Loxone ist ein integriertes System eines Herstellers: Der Miniserver ist die Zentrale, daran hängen Tree- (Kabel) und Air-Komponenten (Funk). Alles läuft lokal, ohne Cloud-Zwang und ohne laufende Gebühren; die Logik (Licht, Beschattung, Heizung, PV-/Energiemanagement) kommt fertig gedacht aus einer Hand.
Shelly & Co. sind WLAN-Retrofit-Module: hinter die vorhandene Schalterdose geklemmt, machen sie einzelne Punkte smart. Günstig, schnell, ohne neue Leitungen — aber ein Baukasten aus Einzelteilen, kein integriertes System.
Was kostet es wirklich? (EFH ~150 m², Neubau)
KNX
Loxone
Shelly / Funk-Retrofit
Einordnung Gesamtbudget
Die ehrlichen Unterschiede
Cloud & Datenschutz: KNX und Loxone laufen vollständig lokal — Internet braucht es nur für Fernzugriff und Wetterdaten. Shelly funktioniert wahlweise mit Cloud oder lokal (MQTT/REST), das muss man aber bewusst konfigurieren und pflegen: Firmware-Updates, Passwörter, Netzsegmentierung. Ein ungepflegtes WLAN-Smart-Home ist die größte Angriffsfläche im Haus.
Zukunftssicherheit: KNX punktet mit 30 Jahren Herstellervielfalt — kein einzelner Anbieter kann das System beerdigen.
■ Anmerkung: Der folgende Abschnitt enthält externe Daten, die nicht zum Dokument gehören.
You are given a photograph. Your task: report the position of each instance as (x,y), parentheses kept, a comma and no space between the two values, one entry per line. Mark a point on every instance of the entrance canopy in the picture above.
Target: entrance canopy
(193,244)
Loxone ist proprietär: Sie binden sich an einen Hersteller (der seit 2009 konsequent wächst) und gewinnen dafür Integrationstiefe, die der offene Standard so nicht bietet — vom PV-Überschussladen bis zur fertigen §14a-Logik. Matter und KNX IoT ändern das Bild frühestens Ende des Jahrzehnts spürbar.
Nachrüstung im Bestand: Hier dreht sich das Bild. KNX nachrüsten heißt meist: Wände auf (KNX RF bleibt Nische und ist teuer). Loxone Air macht mit dem Miniserver Go echtes Systemverhalten ohne neue Leitungen möglich — unser Standardweg bei Bestandsgebäuden. Shelly ist der Retrofit-König für Einzelpunkte: Rollladen hier, Licht da.
Stabilität: Kabel schlägt Funk, immer. Loxone Tree und KNX TP laufen jahrzehntelang wartungsarm. 868-MHz-Funk (Loxone Air) ist deutlich störfester als das überfüllte 2,4-GHz-WLAN, in dem Shellys leben. Wer im Neubau auf reine WLAN-Aktorik setzt, spart am falschen Ende.
Was Loxone bei uns besonders macht
Als Loxone-Partner in der Region Hannover verbinden wir das System mit dem, was wir ohnehin täglich bauen: PV-Anlagen, Wallboxen, Wärmepumpen-Elektrik und Energiemanagement nach VDE-AR-N 4100. Der Miniserver spricht Modbus, EEBUS-Anbindung, KNX (!), MQTT und mehr — er kann also auch als Steuerzentrale über einer bestehenden KNX-Installation sitzen. Mehr dazu auf Loxone by MFM, für Privatkunden und Unternehmen.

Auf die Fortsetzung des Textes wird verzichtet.